I’ve found that the three best cures for the bad feelings that naturally result when the life blood is being slowly sucked out of you by a human predator are (1) knowledge, (2) prayer, and (3) distance.
But some people, it seems, don’t want a cure. As they say, “Denial ain’t just a river in Egypt.”
Here are the top 17 reasons why you’re doomed to being used by your corporate narcissist. My apologies in advance.
- You believe that “deep down all people are good.”
- You believe in giving everyone the benefit of the doubt—again and again.
- Your definition of narcissism is limited to “someone who thinks too highly of himself,” and you’ve never heard the terms "malignant narcissism" or “destructive narcissist.”
- You think that if someone has attained a position of authority, he must have gotten there honestly.
- You think wicked people only work at other people’s organizations and truly evil people are rare.
- You think “labeling” someone is wrong.
- You’re trying to get through the work day with as little drama as possible, and you’re not interested in hearing anything “negative.”
- You grew up in a household marked by dysfunction, which has made you tolerant and vulnerable to bad behavior.
- You don’t believe that God would lead you to a “bad” workplace.
- You don’t need saving. You’re a narcissist and feed off the other narcissists within your organization.
- You’re ambitious and want to move up the corporate ladder by “any means necessary.”
- Your narcissist is protected within the organization by bystanders, fans, and those in high places who have been duped by the narcissist’s persona.
- You believe that people only do bad things because they’re hurting. You’re unconvinced that aggressive personalities exist and could be sharing your workspace.
- You want nothing more than to “go along to get along.”
- You can’t admit that someone you once thought of as “good” is actually anything but, because that would mean you’ve been suckered and that’s unacceptable.
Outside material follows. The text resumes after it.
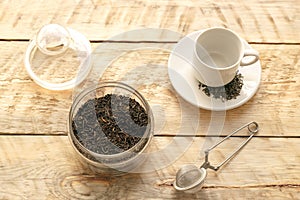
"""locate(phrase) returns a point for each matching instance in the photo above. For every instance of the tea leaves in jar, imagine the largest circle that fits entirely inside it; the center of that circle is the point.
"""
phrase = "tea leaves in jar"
(110, 124)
- You think you can get along with anyone. You don’t or won’t recognize that your workplace predator is virtually incapable of being a true friend.
- You pride yourself on being able to handle anyone. No one takes advantage of you! You forget these nasty folks are practiced liars and manipulators who probably spend most of their waking hours thinking of ways to get others to do whatever it is they want them to do.
For your sake, I hope you never have to come face to face with one of these meanies, because you’re going to be completely unprepared.
Just don’t say I didn’t try to warn you.